Z tejże racji lenistwo, nieróbstwo, zgodnie z moralnością protestancką, były zawsze pojmowane jako wada szczególnie godna potępienia, ponieważ leń i nierób wynaturza w jakiś tragiczny sposób swoje człowieczeństwo.

W tej tradycji odrzucanie pracy lub leniwość w niej, są interpretowane jako odrzucenie odpowiedzenia na oczekiwania Boże, jako rodzaj zerwania z Nim.

W tej optyce jednocześnie było postrzegane jako ważne, by praca odnalazła jej sens duchowy, wyrażający, że pracownik oddaje się pracy osobiście przed Bogiem.

Praca jednak, według Kalwina, nie ma w sobie samej własnej wartości, ale może dopiero jej nabyć wpisując się w kontynuację pracy Boga.

Te właśnie przekonania stanęły u podstaw zaangażowania profesjonalnego i ekonomicznego protestantów, które z czasem zaskutkowało znaczącym rozwojem: dobrobytem miast i wsi, a także całych krajów przenikniętych duchem Reformacji.

Powtórzmy reasumując: praca została silnie dowartościowana przez Reformację, w jej podwójnej trosce aby wszyscy chrześcijanie znaleźli się na jednym poziomie wartości ludzkiej i aby uwypuklić wartość tzw. „skromnych zajęć”. Praca przestała w optyce Reformacji być aktywnością „świecką”, by zostać uznanym jako „powołanie” Boże, od chwili, kiedy pozwala ludziom wzajemnie się wspomagać.

Aby jednak nie dać się ponieść bezkrytycznemu optymizmowi, musimy też przyznać, że dość szybko kryterium powołania zostało „spragmatyzowane” do celów użyteczności ekonomicznej, co przyniosło przesadną niekiedy chwałę pracy. Na niektórych dawnych grobach protestanckich, w Europie zachodniej, można jeszcze dzisiaj przeczytać: „praca była jego całym życiem”.

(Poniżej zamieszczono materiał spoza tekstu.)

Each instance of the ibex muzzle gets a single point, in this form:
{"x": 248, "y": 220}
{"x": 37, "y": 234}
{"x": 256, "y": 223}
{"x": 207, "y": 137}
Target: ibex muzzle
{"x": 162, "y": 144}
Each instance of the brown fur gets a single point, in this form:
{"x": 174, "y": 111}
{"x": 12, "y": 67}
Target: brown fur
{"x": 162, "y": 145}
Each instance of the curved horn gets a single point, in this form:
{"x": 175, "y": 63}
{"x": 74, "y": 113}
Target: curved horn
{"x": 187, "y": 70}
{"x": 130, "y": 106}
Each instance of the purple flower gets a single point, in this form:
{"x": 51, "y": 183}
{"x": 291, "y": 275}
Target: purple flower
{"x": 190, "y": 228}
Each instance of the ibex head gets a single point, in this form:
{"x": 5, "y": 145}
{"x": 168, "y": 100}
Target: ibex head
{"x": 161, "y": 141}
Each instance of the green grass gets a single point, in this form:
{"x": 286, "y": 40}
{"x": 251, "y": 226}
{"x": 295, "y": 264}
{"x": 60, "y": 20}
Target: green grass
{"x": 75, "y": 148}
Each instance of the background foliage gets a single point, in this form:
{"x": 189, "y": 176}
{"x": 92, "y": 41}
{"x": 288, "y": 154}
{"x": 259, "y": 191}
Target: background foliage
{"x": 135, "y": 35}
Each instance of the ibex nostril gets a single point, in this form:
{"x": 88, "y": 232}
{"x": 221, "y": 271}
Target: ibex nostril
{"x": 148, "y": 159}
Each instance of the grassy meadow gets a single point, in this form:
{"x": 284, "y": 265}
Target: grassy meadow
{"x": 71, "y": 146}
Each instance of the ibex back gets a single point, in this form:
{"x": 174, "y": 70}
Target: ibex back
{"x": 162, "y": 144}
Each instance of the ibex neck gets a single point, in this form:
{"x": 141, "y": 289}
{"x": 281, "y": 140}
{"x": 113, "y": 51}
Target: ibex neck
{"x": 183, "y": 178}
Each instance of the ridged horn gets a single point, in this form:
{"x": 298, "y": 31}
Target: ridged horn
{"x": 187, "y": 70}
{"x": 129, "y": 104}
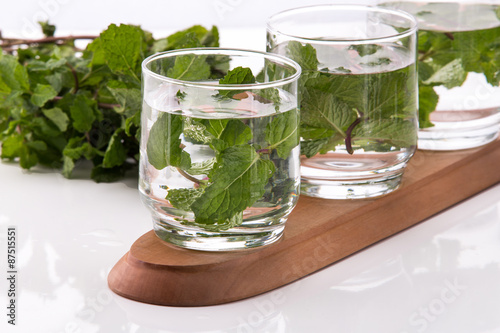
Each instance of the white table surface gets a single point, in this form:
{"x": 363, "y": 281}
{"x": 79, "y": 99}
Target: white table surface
{"x": 442, "y": 275}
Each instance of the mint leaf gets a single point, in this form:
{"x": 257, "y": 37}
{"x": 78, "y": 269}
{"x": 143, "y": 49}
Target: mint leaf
{"x": 183, "y": 198}
{"x": 202, "y": 168}
{"x": 164, "y": 143}
{"x": 305, "y": 55}
{"x": 238, "y": 181}
{"x": 122, "y": 48}
{"x": 42, "y": 94}
{"x": 116, "y": 153}
{"x": 13, "y": 74}
{"x": 190, "y": 67}
{"x": 428, "y": 100}
{"x": 399, "y": 132}
{"x": 129, "y": 99}
{"x": 450, "y": 75}
{"x": 325, "y": 110}
{"x": 282, "y": 133}
{"x": 47, "y": 28}
{"x": 309, "y": 148}
{"x": 82, "y": 114}
{"x": 59, "y": 105}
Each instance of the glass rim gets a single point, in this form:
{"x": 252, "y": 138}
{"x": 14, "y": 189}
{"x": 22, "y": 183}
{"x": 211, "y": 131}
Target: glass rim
{"x": 223, "y": 51}
{"x": 271, "y": 26}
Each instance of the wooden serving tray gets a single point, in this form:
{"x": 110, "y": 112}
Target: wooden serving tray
{"x": 318, "y": 233}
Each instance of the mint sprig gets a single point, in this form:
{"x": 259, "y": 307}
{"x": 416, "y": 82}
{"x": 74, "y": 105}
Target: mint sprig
{"x": 60, "y": 105}
{"x": 341, "y": 108}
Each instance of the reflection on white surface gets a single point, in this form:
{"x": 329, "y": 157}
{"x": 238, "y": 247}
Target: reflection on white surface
{"x": 440, "y": 276}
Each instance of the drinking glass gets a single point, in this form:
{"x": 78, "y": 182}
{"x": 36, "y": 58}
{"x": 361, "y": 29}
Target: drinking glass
{"x": 219, "y": 164}
{"x": 459, "y": 72}
{"x": 358, "y": 93}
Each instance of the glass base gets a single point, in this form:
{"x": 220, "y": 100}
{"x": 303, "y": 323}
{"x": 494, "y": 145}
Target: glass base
{"x": 438, "y": 139}
{"x": 350, "y": 189}
{"x": 233, "y": 239}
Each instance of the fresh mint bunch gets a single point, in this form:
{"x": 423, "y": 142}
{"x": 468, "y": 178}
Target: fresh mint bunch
{"x": 338, "y": 108}
{"x": 60, "y": 105}
{"x": 245, "y": 163}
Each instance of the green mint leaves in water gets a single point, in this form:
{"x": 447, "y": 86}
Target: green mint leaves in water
{"x": 339, "y": 108}
{"x": 60, "y": 105}
{"x": 247, "y": 155}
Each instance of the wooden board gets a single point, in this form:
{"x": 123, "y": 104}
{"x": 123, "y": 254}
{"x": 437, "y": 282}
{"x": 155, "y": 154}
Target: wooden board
{"x": 318, "y": 233}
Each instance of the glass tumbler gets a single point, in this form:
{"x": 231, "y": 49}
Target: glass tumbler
{"x": 358, "y": 92}
{"x": 219, "y": 165}
{"x": 459, "y": 72}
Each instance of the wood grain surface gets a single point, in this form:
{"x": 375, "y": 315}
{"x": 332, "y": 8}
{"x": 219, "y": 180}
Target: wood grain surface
{"x": 318, "y": 233}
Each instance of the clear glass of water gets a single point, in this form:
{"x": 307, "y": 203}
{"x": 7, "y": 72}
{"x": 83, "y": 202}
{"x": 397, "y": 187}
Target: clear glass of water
{"x": 358, "y": 93}
{"x": 219, "y": 165}
{"x": 459, "y": 72}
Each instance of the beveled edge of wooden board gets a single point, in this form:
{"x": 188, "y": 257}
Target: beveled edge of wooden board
{"x": 432, "y": 183}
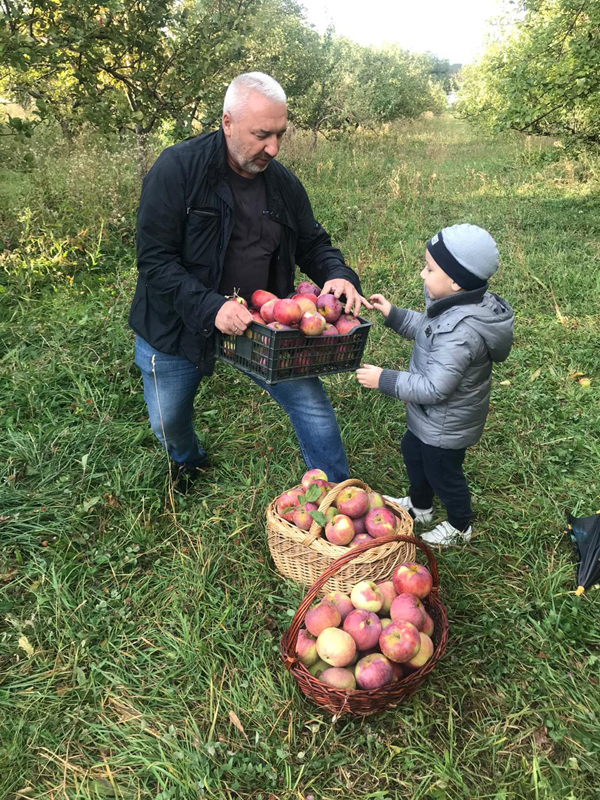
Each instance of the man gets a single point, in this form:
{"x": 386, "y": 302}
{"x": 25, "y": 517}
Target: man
{"x": 217, "y": 213}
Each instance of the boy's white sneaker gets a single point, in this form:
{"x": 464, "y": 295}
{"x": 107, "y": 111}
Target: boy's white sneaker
{"x": 419, "y": 514}
{"x": 445, "y": 534}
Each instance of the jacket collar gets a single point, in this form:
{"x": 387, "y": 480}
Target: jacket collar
{"x": 436, "y": 307}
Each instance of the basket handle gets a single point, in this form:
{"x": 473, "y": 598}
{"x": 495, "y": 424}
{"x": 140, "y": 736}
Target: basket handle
{"x": 315, "y": 529}
{"x": 335, "y": 566}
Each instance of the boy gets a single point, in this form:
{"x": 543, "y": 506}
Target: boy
{"x": 463, "y": 331}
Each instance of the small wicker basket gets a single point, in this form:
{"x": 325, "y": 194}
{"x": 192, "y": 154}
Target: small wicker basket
{"x": 363, "y": 702}
{"x": 303, "y": 556}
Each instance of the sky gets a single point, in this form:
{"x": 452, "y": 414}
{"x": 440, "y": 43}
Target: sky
{"x": 451, "y": 29}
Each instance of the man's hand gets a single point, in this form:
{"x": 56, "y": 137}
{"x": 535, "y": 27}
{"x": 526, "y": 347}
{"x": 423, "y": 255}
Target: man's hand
{"x": 233, "y": 318}
{"x": 381, "y": 304}
{"x": 368, "y": 376}
{"x": 338, "y": 287}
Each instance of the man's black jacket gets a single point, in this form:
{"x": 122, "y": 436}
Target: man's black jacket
{"x": 185, "y": 219}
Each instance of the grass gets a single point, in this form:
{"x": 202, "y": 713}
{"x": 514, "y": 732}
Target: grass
{"x": 139, "y": 640}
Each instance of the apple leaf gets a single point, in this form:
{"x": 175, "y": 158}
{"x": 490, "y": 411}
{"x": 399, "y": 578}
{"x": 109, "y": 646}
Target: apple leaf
{"x": 319, "y": 518}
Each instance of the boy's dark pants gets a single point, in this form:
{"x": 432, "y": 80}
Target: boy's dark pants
{"x": 437, "y": 470}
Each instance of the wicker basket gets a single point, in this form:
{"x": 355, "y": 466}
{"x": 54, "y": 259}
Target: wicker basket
{"x": 363, "y": 702}
{"x": 304, "y": 555}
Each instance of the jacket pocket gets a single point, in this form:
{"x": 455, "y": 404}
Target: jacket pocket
{"x": 201, "y": 239}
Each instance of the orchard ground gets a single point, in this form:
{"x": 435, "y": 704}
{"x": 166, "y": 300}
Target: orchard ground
{"x": 139, "y": 650}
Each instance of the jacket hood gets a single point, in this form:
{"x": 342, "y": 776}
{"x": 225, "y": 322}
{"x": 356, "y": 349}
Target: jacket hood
{"x": 492, "y": 318}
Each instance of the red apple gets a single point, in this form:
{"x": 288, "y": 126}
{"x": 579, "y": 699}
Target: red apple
{"x": 340, "y": 530}
{"x": 399, "y": 641}
{"x": 380, "y": 522}
{"x": 367, "y": 595}
{"x": 364, "y": 627}
{"x": 324, "y": 615}
{"x": 373, "y": 671}
{"x": 409, "y": 608}
{"x": 336, "y": 647}
{"x": 329, "y": 306}
{"x": 260, "y": 297}
{"x": 413, "y": 578}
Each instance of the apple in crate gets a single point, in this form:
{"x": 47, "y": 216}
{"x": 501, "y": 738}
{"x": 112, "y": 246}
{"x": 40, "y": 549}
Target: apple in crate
{"x": 380, "y": 522}
{"x": 373, "y": 671}
{"x": 324, "y": 615}
{"x": 339, "y": 677}
{"x": 352, "y": 501}
{"x": 306, "y": 648}
{"x": 340, "y": 530}
{"x": 399, "y": 641}
{"x": 413, "y": 578}
{"x": 312, "y": 324}
{"x": 342, "y": 601}
{"x": 409, "y": 608}
{"x": 367, "y": 595}
{"x": 364, "y": 627}
{"x": 329, "y": 306}
{"x": 336, "y": 647}
{"x": 424, "y": 654}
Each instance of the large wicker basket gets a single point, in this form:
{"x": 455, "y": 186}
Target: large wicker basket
{"x": 363, "y": 702}
{"x": 304, "y": 555}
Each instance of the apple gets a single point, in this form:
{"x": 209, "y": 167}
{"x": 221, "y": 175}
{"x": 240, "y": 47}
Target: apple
{"x": 260, "y": 297}
{"x": 339, "y": 678}
{"x": 266, "y": 310}
{"x": 380, "y": 522}
{"x": 389, "y": 593}
{"x": 324, "y": 615}
{"x": 318, "y": 667}
{"x": 428, "y": 627}
{"x": 306, "y": 302}
{"x": 312, "y": 324}
{"x": 306, "y": 648}
{"x": 307, "y": 287}
{"x": 311, "y": 476}
{"x": 364, "y": 627}
{"x": 399, "y": 641}
{"x": 336, "y": 647}
{"x": 373, "y": 671}
{"x": 424, "y": 654}
{"x": 340, "y": 530}
{"x": 329, "y": 306}
{"x": 287, "y": 311}
{"x": 301, "y": 516}
{"x": 287, "y": 503}
{"x": 409, "y": 608}
{"x": 346, "y": 323}
{"x": 360, "y": 538}
{"x": 352, "y": 501}
{"x": 375, "y": 500}
{"x": 342, "y": 601}
{"x": 413, "y": 578}
{"x": 367, "y": 595}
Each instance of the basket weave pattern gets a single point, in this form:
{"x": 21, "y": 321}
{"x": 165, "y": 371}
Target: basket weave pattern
{"x": 303, "y": 556}
{"x": 364, "y": 702}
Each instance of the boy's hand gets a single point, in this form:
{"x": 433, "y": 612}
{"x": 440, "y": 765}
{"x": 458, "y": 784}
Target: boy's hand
{"x": 381, "y": 304}
{"x": 368, "y": 375}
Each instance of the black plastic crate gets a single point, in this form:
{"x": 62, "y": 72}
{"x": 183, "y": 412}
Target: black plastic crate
{"x": 277, "y": 356}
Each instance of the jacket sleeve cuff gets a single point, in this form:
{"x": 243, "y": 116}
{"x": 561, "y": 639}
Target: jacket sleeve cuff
{"x": 395, "y": 319}
{"x": 387, "y": 382}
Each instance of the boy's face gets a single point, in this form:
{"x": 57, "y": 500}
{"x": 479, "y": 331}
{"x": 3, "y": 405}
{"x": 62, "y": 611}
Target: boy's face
{"x": 437, "y": 282}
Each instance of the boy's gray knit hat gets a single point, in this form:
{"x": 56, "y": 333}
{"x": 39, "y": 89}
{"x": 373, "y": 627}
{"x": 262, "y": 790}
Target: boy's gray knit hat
{"x": 467, "y": 253}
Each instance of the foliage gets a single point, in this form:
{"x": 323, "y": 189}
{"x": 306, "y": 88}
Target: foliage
{"x": 542, "y": 73}
{"x": 139, "y": 644}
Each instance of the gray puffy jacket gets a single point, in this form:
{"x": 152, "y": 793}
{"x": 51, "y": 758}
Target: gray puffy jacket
{"x": 447, "y": 386}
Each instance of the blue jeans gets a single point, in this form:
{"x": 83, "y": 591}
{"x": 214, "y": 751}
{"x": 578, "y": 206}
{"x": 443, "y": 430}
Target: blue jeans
{"x": 171, "y": 383}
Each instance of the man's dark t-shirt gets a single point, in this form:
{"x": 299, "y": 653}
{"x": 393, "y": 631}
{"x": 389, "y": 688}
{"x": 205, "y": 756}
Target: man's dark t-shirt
{"x": 254, "y": 239}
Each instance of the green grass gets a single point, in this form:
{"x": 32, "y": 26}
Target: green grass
{"x": 133, "y": 624}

Niemniej, co dla nas jest tutaj szczególnie ważne, w miarę pogarszania się warunków pracy, ze wzrostem „dzikiego” kapitalizmu, czyli działań skoncentrowanych na maksymalizacji zysku kosztem wydatków związanych z kosztami wytworzenia produktu (w tym szczególnie godziwego opłacania pracowników), ci sami protestanci, którzy zdawało się tak łatwo dali się jeszcze niedawno pochłonąć mechanizmom rynku, zaangażowali się w powstanie rozwiązań prawnych, mających gwarantować sprawiedliwość wobec zatrudnianych.

W wymiarze historycznym można tu mówić np.:

- o ekonomiści genewskim Simondzie de Sismondi (1773-1842), który napisał znane dzieło Nowe zasady ekonomii politycznej lub o bogactwie w jego stosunkach z ludnością;

- o przedsiębiorcy alzackim Danielu Legrand (1783-1859), jak i o środowisku protestanckim Stowarzyszenia przedsiębiorczości w Mulhouse (utworzonym w 1826);

- i Angliku Anthony Ashleyu Cooperze, siódmym hrabim Shaftesbury (1801-1885).

Wszyscy oni (tu wymienieni jedynie przykładowo, a było ich więcej) zainaugurowali długą walkę na korzyść promocji pracowników przez ustawodawstwo pracy.

Daniel Legrand był pierwszym, który rzucił pomysł międzynarodowej organizacji pracy, która miała opracowywać traktaty międzynarodowe związane z ochroną najbardziej wykorzystywanych.

Współcześnie, większość Kościołów protestanckich nadal broni wizji, zgodnie z którą praca  stanowi część Bożego projektu wobec ludzkości i Kościoły te walczą z nowo powstającymi wyzwaniami społecznymi oraz społeczno-ekonomicznymi, dążąc do realizacji programu, zgodnie z którym praca winna być dostępna i godziwie wynagradzana zarówno w krajach bogatych, jak i w krajach uboższych. Wyraźnie można także zaobserwować protestanckie zaangażowanie w walkę z postępującym zubożeniem i bezrobociem.